Batching

Question

Batching

itolosa opened this issue a year ago · 18 comments

Hi there,

I've been working with this library for a while, and I'm using it to query an endpoint that is capable of receive multiple queries at once. The API returns responses in the same order as requested.

I've found this feature is implemented by other libraries under the name of Batching. And I've successfully implemented this in Python too. My question is, have you considered this already, are you accepting PRs for this?

I'd be glad to contribute

Answer 1 · 2023-09-01T21:11:22.000Z

Something like transport-level batching? Yes, that could be useful.

Do you know a public GraphQL server configured for this that we could use for tests?
On which transport do you plan to implement this?

You would probably need to create execute_batch, execute_batch_sync, execute_batch_async methods in client.py which have the same arguments as the execute methods but taking in argument a list of documents, variable_values and operation_names instead of a single element and returning a list of answers.

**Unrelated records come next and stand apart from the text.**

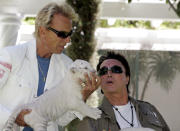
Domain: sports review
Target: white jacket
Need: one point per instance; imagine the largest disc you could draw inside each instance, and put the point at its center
(19, 76)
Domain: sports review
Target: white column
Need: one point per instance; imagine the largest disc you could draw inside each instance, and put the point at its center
(9, 26)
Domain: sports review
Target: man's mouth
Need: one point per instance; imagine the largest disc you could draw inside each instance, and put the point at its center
(109, 82)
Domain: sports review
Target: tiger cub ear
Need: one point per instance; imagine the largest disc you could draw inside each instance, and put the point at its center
(73, 70)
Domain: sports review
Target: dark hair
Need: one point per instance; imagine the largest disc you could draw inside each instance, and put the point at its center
(119, 57)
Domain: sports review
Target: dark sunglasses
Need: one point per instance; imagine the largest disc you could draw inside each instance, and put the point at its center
(61, 34)
(114, 69)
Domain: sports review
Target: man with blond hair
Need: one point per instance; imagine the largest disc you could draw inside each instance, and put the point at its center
(30, 69)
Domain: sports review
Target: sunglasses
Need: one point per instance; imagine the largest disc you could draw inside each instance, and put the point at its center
(61, 34)
(114, 69)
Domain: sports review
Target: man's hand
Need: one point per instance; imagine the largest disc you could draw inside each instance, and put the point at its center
(91, 84)
(20, 118)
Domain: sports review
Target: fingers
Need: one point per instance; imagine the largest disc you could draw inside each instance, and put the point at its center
(20, 118)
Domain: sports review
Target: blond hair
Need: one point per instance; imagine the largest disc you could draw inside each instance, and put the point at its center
(45, 15)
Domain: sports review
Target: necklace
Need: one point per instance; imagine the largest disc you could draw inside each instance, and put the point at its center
(44, 78)
(130, 123)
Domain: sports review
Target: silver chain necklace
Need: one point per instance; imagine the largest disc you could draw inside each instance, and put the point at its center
(132, 121)
(44, 78)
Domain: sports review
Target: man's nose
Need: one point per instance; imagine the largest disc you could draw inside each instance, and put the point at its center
(68, 39)
(109, 73)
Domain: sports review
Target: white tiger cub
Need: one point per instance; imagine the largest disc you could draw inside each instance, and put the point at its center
(55, 104)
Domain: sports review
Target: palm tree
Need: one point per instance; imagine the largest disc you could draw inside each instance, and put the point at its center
(159, 65)
(163, 67)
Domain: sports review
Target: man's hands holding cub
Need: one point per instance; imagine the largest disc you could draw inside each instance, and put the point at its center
(92, 83)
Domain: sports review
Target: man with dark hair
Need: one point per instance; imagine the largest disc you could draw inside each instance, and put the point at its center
(30, 69)
(119, 110)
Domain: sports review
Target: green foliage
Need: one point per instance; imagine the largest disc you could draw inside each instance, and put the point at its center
(126, 24)
(170, 25)
(82, 40)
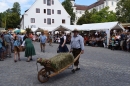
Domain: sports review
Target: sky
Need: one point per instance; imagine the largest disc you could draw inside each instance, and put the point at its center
(25, 4)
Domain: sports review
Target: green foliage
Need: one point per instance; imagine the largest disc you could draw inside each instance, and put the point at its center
(68, 7)
(13, 20)
(16, 8)
(97, 16)
(123, 11)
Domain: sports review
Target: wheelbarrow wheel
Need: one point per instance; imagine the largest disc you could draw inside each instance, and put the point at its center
(43, 75)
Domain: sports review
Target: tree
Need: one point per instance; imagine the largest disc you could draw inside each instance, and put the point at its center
(85, 18)
(123, 11)
(68, 7)
(16, 8)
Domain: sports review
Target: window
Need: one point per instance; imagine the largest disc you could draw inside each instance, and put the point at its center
(32, 20)
(48, 20)
(52, 20)
(44, 10)
(44, 20)
(52, 11)
(112, 3)
(37, 10)
(44, 1)
(63, 21)
(48, 2)
(58, 11)
(48, 11)
(52, 2)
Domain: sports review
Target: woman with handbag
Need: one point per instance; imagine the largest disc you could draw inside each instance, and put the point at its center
(62, 46)
(29, 48)
(16, 49)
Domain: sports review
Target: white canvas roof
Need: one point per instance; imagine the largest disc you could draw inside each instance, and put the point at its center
(66, 27)
(101, 26)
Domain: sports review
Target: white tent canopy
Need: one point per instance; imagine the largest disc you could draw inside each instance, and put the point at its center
(101, 26)
(48, 28)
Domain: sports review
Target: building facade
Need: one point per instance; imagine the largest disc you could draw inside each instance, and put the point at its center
(45, 13)
(100, 4)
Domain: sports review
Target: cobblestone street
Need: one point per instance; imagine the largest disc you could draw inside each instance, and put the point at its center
(99, 67)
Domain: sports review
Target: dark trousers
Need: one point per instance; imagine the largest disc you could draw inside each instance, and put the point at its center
(76, 52)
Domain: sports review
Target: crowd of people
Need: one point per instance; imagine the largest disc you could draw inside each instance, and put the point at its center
(11, 43)
(117, 41)
(15, 43)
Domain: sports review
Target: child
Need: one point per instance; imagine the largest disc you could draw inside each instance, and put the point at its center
(16, 49)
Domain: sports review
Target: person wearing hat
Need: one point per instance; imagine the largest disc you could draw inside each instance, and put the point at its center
(77, 47)
(43, 39)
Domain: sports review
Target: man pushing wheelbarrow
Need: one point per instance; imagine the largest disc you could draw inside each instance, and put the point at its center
(62, 61)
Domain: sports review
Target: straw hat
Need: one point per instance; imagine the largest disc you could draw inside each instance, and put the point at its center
(75, 30)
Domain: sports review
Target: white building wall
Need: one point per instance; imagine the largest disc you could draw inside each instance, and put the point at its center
(39, 17)
(112, 4)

Any help is greatly appreciated. Please check the CONTRIBUTING.md file. The PR needs to have 100% test code coverage to be accepted.

Answer 2 · 2023-09-01T21:26:25.000Z

Do you know a public GraphQL server configured for this that we could use for tests?

I have one from a crypto exchange. We just need to generate a token but's pretty straightforward, I've managed to obtain one using a temporary email.

On which transport do you plan to implement this?

I'd create another transport that derives from the http / requests. In my case BatchingTransport

Actually, I have a working prototype of this on another public repo with 100% coverage, using the github ci tool. I've used github secrets to store the api token.

I've used threads and futures to implement this, but we could do better than that. As a prototype though it's ok.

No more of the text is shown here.